# Durn coyotes!!!!!



## alleyyooper (Apr 22, 2005)

Haven't been hearing them or seeing any signs since August that they were working the area around my home again. Then about 3 weeks ago I see tracks in the fresh over nigh snow fall of at least 4 near my pole barn. A few nights later during the first night of the full moon they were yipping and howling totally raising hail down by the pound next door about a 100 yards from the house. Decided it is time to do some thing about them. Go out next evening get set up and turn on the E caller and every thing is fine with the volume just above a whisper. Any louder and it is all cracked up and just awful scratchy sounding too.
I built this thing about 10 years ago and it hasn't ever given me any trouble. I am thinking maybe the amp has gone bad, but I run battery test and it is down to 5 volts but I figured that should be fine. run all the wires to make sure they are still OK and they were fine. Now I am thinking for sure the amp is dying and think I will just buy a new unit like a friend has ICOtec gs350.
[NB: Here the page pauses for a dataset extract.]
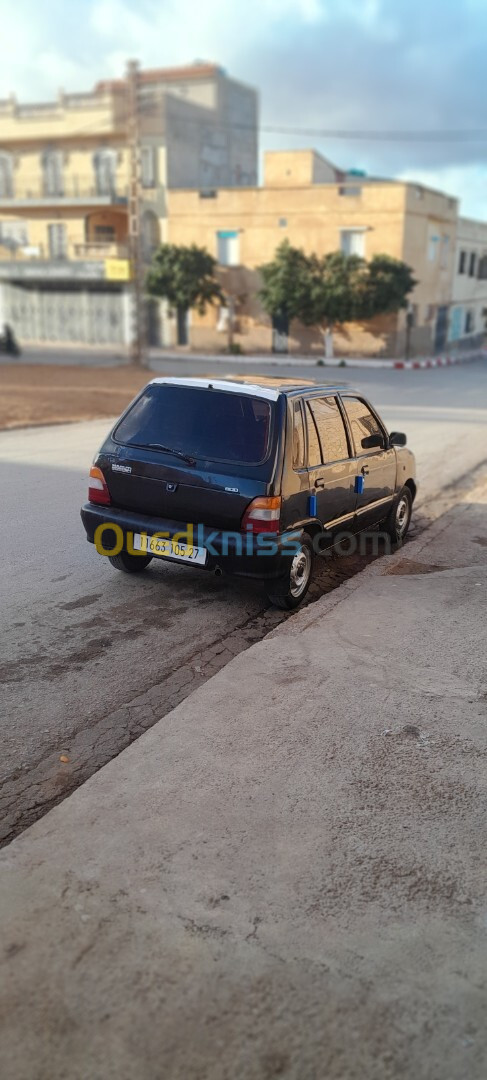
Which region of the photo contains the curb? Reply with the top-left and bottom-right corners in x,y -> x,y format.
323,349 -> 486,371
393,351 -> 484,370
First I want to try a fresh battery and that was the problem as it sounds great now you can hear that screaming rabbit 300 yards away and the squealing piglet maybe farther.

Go back and set up over looking the creek and the big woods where it is real thick and meets the more open area of mature woods. Turn the challenge call on and let it run a minute then a minute of silence then the female looking for love sound for close to 5 minutes. At the edge of the creek 275 yards out I see the coyote sneaking along the creek and a fallen oak the wind blew over. I believe he was trying to get down wind of me when I finally settled the cross hairs on his shoulder. Figure 180 yards squeeze the trigger and saw a puff come off the side of the coyote, did two spins and dropped. the 220 swift with the 55gr. V max at 3800fps did it's job. Big male about 60 pounds, fur was on the ugly side with patches shed I believe from the warm weather we have been having. teeth were stained badly so figure over 2 years old.
Only one I seen for the night 
Happy my caller is working again.

 Al


----------



## Fishindude (May 19, 2015)

Good job !
Coyotes are smart critters, not real easy to call in and kill.


----------



## brownegg (Jan 5, 2006)

Sounds like fun Al...Cabin fever is setting in and that sounds like a good remedy for it.


----------



## dademoss (May 2, 2015)

Nice shot, glad you got your caller working.


----------



## Snowfan (Nov 6, 2011)

Them males get bolder during the mating season. Congratulations. Pictures?


----------



## alleyyooper (Apr 22, 2005)

I don't do coyote pictures as I don't want to carry a camera to get a picture of a dead varmint. Normally have enough to keep track of caller, 50' of patch cord, separate volume control, Mp3 player, binocs, range finder (new areas)drop cloth for prone shooting and seating pad when sitting cross sticks (use ski poles when we have snow.). I only carry the ammo the clip of the rifle will hold as it is rare you can get more than one shot off. 





The guts of the caller, RS mini amp.





All stuffed into this found on the entrance ramp to the freeway.



I spend a lot of time hunting coyotes and crows when all other seasons are closed.

*Just goggle dead coyote pictures and you will find more pictures to look at than many care to see.*


 Al


----------